1. Enforce PAT Scope Policy with GitHub's Token Permissions API

Audit existing PAT scopes programmatically before they hit production:

curl -H "Authorization: token $PAT" https://api.github.com/user \
  -I 2>&1 | grep -i x-oauth-scopes
# X-OAuth-Scopes: read:packages, write:packages, repo

If write:packages is absent from the response header, the token will fail on push.

2. Checkov — Scan IaC for Hardcoded Tokens

checkov -d . --check CKV_SECRET_6  # Detects hardcoded GitHub tokens in any file

3. Enforce `permissions` Block in All GitHub Actions Workflows (OPA/Conftest)

Write an OPA policy to reject any workflow YAML that lacks an explicit permissions block:

deny[msg] {
  input.jobs[_].steps[_].uses == "docker/login-action@v3"
  not input.permissions
  msg := "Workflow using docker/login-action must declare explicit 'permissions' block with packages:write"
}

4. Rotate PATs via GitHub Secret Scanning

Enable GitHub Secret Scanning + Push Protection at the org level. This blocks any commit that contains a ghp_ prefixed token before it lands in the repo — catching the -p ghp_xxx antipattern in committed scripts.

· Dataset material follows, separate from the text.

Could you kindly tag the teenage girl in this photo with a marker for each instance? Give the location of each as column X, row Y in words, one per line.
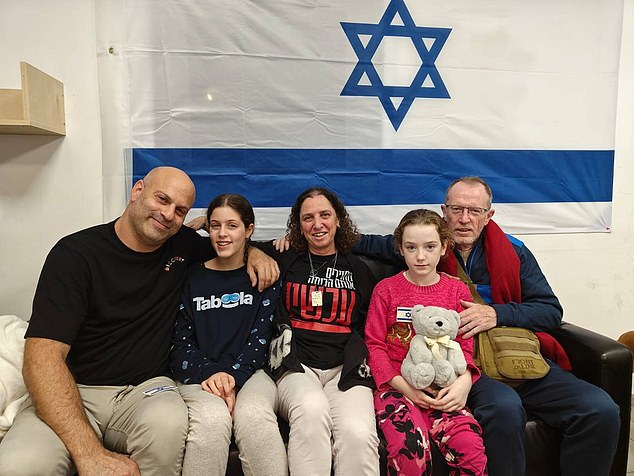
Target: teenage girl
column 408, row 417
column 221, row 337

Settings → Code security and analysis → Secret scanning → Push protection: Enable

5. Prefer Workload Identity Over PATs for Non-GitHub CI (GitLab, Jenkins, etc.)

For external CI systems, use a dedicated machine account (bot user) with only read:packages/write:packages scopes, store the token in your secrets manager (Vault, AWS Secrets Manager), and rotate it on a 90-day schedule via automation — not manually.